After movie-tour duty, the cars were offered for sale in 1969 and were purchased as a pair by British car collector Anthony Bamford. He sold DB5/2008/R to B.H. Atchley, the owner of the Smokey Mountain Car Museum in Pigeon Forge, Tennessee, where the car was featured for 35 years, and also receiving regular start-ups for exercise. RM Sotheby’s handled the sale of that car in original condition in 2006 and since then it has undergone restoration at Roos Engineering in Switzerland.
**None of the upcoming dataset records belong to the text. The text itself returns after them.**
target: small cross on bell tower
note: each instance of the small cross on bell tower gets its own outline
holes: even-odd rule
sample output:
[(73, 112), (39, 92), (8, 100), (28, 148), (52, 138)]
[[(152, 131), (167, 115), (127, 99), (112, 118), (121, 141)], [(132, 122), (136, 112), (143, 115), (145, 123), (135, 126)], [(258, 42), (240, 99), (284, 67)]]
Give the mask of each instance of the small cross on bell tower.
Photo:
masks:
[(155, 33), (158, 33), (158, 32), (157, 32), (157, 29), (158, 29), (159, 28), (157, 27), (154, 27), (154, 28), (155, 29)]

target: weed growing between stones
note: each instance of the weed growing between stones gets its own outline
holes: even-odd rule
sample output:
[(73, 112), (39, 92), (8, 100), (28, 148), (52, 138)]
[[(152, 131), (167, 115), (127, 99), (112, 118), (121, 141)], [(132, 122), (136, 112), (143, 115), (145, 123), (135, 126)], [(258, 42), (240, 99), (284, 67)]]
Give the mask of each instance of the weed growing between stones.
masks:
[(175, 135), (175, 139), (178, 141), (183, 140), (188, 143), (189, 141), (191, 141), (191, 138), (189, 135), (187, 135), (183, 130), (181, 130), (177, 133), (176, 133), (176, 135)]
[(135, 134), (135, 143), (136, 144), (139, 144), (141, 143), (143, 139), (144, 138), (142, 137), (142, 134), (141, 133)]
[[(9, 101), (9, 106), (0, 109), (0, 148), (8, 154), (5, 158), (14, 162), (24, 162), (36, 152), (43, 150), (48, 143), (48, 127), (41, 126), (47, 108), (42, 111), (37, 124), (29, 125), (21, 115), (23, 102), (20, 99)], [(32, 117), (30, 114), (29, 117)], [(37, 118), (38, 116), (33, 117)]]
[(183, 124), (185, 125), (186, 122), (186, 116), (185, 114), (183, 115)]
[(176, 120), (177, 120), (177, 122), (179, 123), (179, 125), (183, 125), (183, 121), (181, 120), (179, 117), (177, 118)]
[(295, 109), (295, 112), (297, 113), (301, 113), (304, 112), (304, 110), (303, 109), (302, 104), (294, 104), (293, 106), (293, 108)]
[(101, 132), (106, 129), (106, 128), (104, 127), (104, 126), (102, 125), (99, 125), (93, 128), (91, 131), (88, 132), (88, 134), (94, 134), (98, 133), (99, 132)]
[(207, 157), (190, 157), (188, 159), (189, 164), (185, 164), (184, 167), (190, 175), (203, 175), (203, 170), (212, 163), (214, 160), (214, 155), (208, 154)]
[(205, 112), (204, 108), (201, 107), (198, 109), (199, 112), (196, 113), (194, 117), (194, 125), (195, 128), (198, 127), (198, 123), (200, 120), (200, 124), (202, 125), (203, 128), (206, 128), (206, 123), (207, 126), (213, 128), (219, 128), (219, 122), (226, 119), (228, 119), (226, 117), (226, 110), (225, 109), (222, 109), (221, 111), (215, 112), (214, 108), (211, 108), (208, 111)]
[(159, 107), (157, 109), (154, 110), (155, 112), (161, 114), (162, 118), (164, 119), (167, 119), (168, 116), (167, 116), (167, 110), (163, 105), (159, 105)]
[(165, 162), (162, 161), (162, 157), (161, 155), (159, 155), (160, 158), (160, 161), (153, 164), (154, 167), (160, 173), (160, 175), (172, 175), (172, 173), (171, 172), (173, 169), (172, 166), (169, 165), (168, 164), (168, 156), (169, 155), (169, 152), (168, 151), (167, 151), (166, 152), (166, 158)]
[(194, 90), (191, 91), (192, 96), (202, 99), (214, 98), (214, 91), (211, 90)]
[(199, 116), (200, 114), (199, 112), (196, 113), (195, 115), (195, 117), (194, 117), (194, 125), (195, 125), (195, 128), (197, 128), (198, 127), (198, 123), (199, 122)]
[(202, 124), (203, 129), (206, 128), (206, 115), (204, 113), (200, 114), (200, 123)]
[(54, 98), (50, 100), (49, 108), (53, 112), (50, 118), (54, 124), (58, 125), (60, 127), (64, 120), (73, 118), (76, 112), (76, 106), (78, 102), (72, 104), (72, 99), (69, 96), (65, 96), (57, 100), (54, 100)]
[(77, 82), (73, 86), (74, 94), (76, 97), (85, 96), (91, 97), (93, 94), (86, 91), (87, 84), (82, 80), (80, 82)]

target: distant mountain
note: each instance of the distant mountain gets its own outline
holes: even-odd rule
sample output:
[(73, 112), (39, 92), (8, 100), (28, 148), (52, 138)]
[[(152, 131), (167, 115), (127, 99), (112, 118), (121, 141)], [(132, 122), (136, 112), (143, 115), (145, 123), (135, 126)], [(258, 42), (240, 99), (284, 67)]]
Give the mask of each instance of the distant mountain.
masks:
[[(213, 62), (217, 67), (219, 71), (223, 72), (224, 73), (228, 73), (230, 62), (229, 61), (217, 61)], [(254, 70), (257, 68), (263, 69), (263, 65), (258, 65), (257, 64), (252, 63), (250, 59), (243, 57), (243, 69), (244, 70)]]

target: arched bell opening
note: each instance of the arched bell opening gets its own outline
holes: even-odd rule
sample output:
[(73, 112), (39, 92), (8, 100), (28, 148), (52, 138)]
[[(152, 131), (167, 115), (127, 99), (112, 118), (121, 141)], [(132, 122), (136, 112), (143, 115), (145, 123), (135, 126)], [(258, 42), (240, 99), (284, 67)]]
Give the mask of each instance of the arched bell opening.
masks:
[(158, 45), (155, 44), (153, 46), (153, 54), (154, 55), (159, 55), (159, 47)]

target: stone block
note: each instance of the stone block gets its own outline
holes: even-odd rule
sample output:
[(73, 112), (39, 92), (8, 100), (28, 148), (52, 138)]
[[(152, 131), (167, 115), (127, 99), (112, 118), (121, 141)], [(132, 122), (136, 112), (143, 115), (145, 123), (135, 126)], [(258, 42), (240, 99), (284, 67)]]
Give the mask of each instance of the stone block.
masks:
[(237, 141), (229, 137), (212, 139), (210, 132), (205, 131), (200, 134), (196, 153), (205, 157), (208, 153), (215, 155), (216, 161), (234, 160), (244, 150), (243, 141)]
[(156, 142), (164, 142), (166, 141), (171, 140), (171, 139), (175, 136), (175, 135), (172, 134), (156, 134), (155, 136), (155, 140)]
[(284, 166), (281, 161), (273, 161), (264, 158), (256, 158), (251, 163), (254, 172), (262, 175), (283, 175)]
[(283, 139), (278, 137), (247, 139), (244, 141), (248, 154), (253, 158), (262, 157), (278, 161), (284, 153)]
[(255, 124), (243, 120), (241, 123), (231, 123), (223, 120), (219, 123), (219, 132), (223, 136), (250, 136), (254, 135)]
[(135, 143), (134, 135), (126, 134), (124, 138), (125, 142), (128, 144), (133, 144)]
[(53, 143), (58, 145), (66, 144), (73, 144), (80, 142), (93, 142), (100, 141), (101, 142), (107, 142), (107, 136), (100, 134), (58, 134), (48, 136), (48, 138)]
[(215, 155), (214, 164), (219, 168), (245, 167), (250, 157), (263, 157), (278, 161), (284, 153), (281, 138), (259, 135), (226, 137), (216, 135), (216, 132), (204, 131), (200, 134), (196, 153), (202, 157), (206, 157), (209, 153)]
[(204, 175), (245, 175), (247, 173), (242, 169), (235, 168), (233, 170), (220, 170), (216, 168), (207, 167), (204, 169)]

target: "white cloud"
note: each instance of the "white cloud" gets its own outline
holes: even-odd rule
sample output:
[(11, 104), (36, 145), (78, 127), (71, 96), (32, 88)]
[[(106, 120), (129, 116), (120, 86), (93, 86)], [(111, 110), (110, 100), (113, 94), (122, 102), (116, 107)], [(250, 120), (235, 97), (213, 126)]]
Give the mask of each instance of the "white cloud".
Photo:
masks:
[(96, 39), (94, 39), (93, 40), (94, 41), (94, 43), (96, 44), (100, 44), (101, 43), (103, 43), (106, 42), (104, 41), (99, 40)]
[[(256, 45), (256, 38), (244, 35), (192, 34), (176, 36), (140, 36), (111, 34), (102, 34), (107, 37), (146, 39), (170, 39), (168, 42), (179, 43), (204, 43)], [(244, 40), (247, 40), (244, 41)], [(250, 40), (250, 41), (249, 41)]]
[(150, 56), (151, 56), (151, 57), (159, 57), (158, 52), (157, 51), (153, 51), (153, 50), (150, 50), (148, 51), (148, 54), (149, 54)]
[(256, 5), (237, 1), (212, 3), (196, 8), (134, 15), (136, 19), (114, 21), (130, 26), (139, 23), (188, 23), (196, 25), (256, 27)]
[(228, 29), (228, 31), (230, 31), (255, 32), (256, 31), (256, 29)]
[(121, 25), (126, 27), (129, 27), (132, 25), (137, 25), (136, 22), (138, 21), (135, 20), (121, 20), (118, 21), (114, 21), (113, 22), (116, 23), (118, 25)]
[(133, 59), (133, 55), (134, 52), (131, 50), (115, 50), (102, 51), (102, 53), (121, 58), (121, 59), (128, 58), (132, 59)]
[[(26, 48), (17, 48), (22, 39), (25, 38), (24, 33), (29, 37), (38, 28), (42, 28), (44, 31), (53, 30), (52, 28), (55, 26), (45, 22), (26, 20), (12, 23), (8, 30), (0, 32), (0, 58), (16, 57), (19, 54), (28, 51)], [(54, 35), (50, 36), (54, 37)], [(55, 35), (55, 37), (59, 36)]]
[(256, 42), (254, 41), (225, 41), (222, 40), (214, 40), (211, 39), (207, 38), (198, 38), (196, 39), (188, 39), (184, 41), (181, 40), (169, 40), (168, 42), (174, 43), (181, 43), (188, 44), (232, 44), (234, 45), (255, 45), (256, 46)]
Roos is one of 13 facilities recognized as “Heritage Specialists” by Aston Martin. “No other car in history has played a more important leading role on film and in pop culture than the Aston Martin DB5,” RM Sotheby’s car specialist Barney Ruprecht is quoted in the announcement. “The DB5 is the iconic cornerstone of a marketing relationship that still exists to this day — with the model’s collectible status rooted largely in its 007 fame —and we look forward to exciting car and film enthusiasts alike in the lead up to the auction.” The auction house notes that the first Stears-modified car has been lost since 1997, narrowing the number of surviving examples to just three. “The car on offer is one of only two built from new with all Bond gadgetry, and chassis no. 2008/R stands apart with its extremely minimal chain of ownership, having had just three private owners over 50 years, including a 35-year period of museum exhibition,” RM Sotheby’s said, adding it expects the car to sell at auction for $4 million to $6 million.